Bob received: Alice says hi
Alice received: Alice says hi, Bob says hi back


If the public key is set to $p$ (which is a little odd, as it's supposed to be a value modulo $p$, but let's roll with the idea), then the session key is predictable: $s = p^a \bmod p = 0$ for any private key $a$.

In [4]:
class MITM(Person):

    def __init__(self, downstream_person):
        super().__init__("MITM")
        self.downstream_person = downstream_person

    def recv_open_channel_request(
        self, sender, prime, generator, sender_public_key
    ):
        self.upstream_person = sender
        self.prime = prime
        self.generator = generator
        self.private_key = 0  # arbitrary
        self.public_key = prime  # the weird part
        self.session_key = package_session_key_value(0)
        self.send_open_channel_request(self.downstream_person)
        self.send_open_channel_ack(self.upstream_person)

    def recv_open_channel_ack(self, sender, sender_public_key):
        pass

    def recv_message(self, sender, ctext, iv):
        message = aes_128_cbc_decrypt(ctext, self.session_key, iv)
        print(f"{self.name} intercepted: {message.decode('ASCII')}")
        if sender == self.upstream_person:
            other_person = self.downstream_person
        else:
            other_person = self.upstream_person
        self.send_message(other_person, message)

A = Person("Alice")
B = Person("Bob")
A.start(P, G, other_person=MITM(downstream_person=B))

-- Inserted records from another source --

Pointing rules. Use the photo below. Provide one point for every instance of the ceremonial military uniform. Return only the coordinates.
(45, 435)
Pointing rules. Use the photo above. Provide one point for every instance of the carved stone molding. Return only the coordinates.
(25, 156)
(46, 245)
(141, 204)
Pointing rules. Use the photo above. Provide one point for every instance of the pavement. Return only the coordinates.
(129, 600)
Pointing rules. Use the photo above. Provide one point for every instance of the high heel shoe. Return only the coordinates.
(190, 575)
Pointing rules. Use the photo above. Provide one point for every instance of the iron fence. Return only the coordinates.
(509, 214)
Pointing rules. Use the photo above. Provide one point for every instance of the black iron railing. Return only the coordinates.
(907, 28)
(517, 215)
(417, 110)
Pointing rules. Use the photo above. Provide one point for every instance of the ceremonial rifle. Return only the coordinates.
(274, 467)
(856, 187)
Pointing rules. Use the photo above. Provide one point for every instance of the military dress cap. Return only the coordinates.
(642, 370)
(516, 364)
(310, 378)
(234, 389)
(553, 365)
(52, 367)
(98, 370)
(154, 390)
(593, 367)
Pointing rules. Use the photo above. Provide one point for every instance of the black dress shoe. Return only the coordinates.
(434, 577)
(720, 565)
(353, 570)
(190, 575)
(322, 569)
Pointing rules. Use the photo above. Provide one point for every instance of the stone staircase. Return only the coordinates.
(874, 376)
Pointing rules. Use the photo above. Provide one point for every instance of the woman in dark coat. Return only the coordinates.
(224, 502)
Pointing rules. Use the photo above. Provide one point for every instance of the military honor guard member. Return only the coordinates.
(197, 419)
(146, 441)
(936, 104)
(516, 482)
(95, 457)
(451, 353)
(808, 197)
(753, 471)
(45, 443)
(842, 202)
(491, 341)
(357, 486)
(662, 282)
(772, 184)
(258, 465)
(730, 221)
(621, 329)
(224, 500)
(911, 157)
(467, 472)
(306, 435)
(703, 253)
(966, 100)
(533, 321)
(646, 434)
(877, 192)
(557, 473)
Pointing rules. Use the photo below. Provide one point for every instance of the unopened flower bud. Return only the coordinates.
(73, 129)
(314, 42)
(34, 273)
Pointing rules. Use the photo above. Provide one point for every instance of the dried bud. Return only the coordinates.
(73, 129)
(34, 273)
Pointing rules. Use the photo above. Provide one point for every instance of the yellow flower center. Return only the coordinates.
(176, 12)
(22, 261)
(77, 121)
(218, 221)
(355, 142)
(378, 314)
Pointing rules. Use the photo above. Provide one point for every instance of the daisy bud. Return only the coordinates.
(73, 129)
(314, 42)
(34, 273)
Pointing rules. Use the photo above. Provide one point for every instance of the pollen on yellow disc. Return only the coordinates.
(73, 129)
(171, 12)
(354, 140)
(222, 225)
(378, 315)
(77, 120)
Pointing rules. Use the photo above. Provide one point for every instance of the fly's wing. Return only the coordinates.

MITM intercepted: Alice says hi
Bob received: Alice says hi
MITM intercepted: Alice says hi, Bob says hi back
Alice received: Alice says hi, Bob says hi back


## Challenge 35: Implement DH with negotiated groups, and break with malicious "g" parameters

**A->B**\
Send "p", "g"\
**B->A**\
Send ACK\
**A->B**\
Send "A"\
**B->A**\
Send "B"\
**A->B**\
Send AES-CBC(SHA1(s)[0:16], iv=random(16), msg) + iv\
**B->A**\
Send AES-CBC(SHA1(s)[0:16], iv=random(16), A's msg) + iv

Do the MITM attack again, but play with "g". What happens with:

```
g = 1
g = p
g = p - 1
```

Write attacks for each.

> **When does this ever happen?**
>
> Honestly, not that often in real-world systems.  If you can mess with "g", chances are you can mess with something worse.  Most systems pre-agree on a static DH group.  But the same construction exists in Elliptic Curve Diffie-Hellman, and this becomes more relevant there.

---

There's not much to do here.  Setting $g$ to any of these values means that the session key is predictable.  As the previous challenge admitted, a man-in-the-middle doesn't need to inject parameter values because it can just create session keys as normal.  But for the record:

- If $g = 1$, then $A = B = s = 1$.
- If $g = p$, then $A = B = s = 0$.
- If $g = p-1$, then $A = B = s = \pm 1$ depending on the evenness of private keys.